Team:ETHZ Basel/Modeling/Light Switch
From 2010.igem.org
Modeling of the light switch
Background
In our biological setup, the relocation of one of the chemotaxis pathway proteins (either CheR, CheB, CheY or CheZ) is achieved by fusing them to a light-sensitive protein LSP1 (either to PhyB or to PIF3), which dimerizes by red light induction with the corresponding LSP2 (PIF3 or PhyB), fused to a spatially dislocated anchor. Since we decided to implement two different models of the chemotaxis pathway (see Sektion Chemotaxis Pathway), modeling all setups implemented in the wet-lab would have resulted in 16 different models:
|{CheR, CheB, CheY, CheZ} × {PhyB, PIF3} × {Model 1, Model 2}|=16.

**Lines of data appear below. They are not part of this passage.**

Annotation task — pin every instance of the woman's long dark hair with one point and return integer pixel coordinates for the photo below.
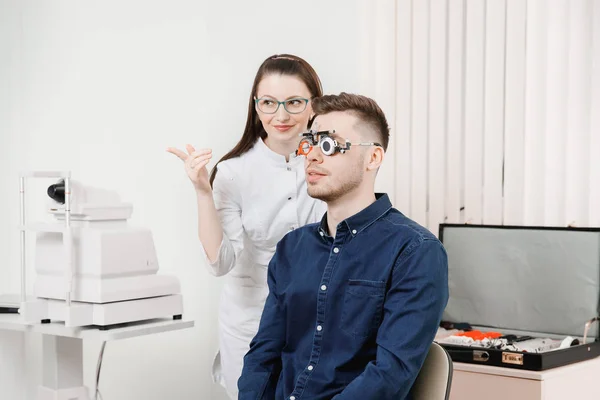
(283, 64)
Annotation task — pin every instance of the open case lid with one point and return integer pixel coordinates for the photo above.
(536, 279)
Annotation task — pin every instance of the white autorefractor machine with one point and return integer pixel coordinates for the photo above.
(92, 267)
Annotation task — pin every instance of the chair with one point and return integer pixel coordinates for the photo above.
(435, 377)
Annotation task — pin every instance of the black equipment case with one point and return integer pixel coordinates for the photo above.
(542, 282)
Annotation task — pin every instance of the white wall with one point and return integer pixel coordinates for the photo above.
(102, 88)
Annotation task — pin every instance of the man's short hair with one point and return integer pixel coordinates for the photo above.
(364, 108)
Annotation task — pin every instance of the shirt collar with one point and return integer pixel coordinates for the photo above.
(274, 157)
(361, 220)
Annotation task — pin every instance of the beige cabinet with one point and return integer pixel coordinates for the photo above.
(482, 382)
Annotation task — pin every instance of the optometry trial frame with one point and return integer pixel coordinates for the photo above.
(329, 146)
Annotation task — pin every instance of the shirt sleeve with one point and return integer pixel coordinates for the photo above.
(412, 312)
(228, 204)
(262, 363)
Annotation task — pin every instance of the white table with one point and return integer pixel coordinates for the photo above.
(574, 381)
(62, 377)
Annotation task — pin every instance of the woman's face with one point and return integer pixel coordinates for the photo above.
(283, 125)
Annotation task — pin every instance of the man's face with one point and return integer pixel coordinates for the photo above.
(331, 177)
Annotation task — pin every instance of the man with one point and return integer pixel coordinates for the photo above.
(354, 301)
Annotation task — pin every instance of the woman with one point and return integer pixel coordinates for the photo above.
(255, 195)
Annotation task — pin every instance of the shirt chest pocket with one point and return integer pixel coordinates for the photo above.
(362, 309)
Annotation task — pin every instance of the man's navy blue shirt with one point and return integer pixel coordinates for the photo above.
(350, 317)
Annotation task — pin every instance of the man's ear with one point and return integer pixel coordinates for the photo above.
(376, 158)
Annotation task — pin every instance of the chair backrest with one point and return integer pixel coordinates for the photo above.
(435, 378)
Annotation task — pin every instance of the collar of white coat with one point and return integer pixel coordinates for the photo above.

Inspired by the modular approach used as the Cloning Strategy in the wet-lab, we decided to decrease the combinatorial explosion by also applying a novel modular approach. Not only did this approach reduce the amount of models by a factor of four, it also allowed to widely separate the differential equations of the chemotaxis pathway from those of the light-induced localization system by simultaneously decreasing redundancies and thus decreasing the danger of slip of the pens. The underlying mathematical model for the light-induced relocation was completely developed by us (for a short discussion of the recently by Sorokina et al. published light-induced relocation system and why we did not use it, see here) as well as - to our knowledge - the approach to couple this model to models of the chemotaxis pathway.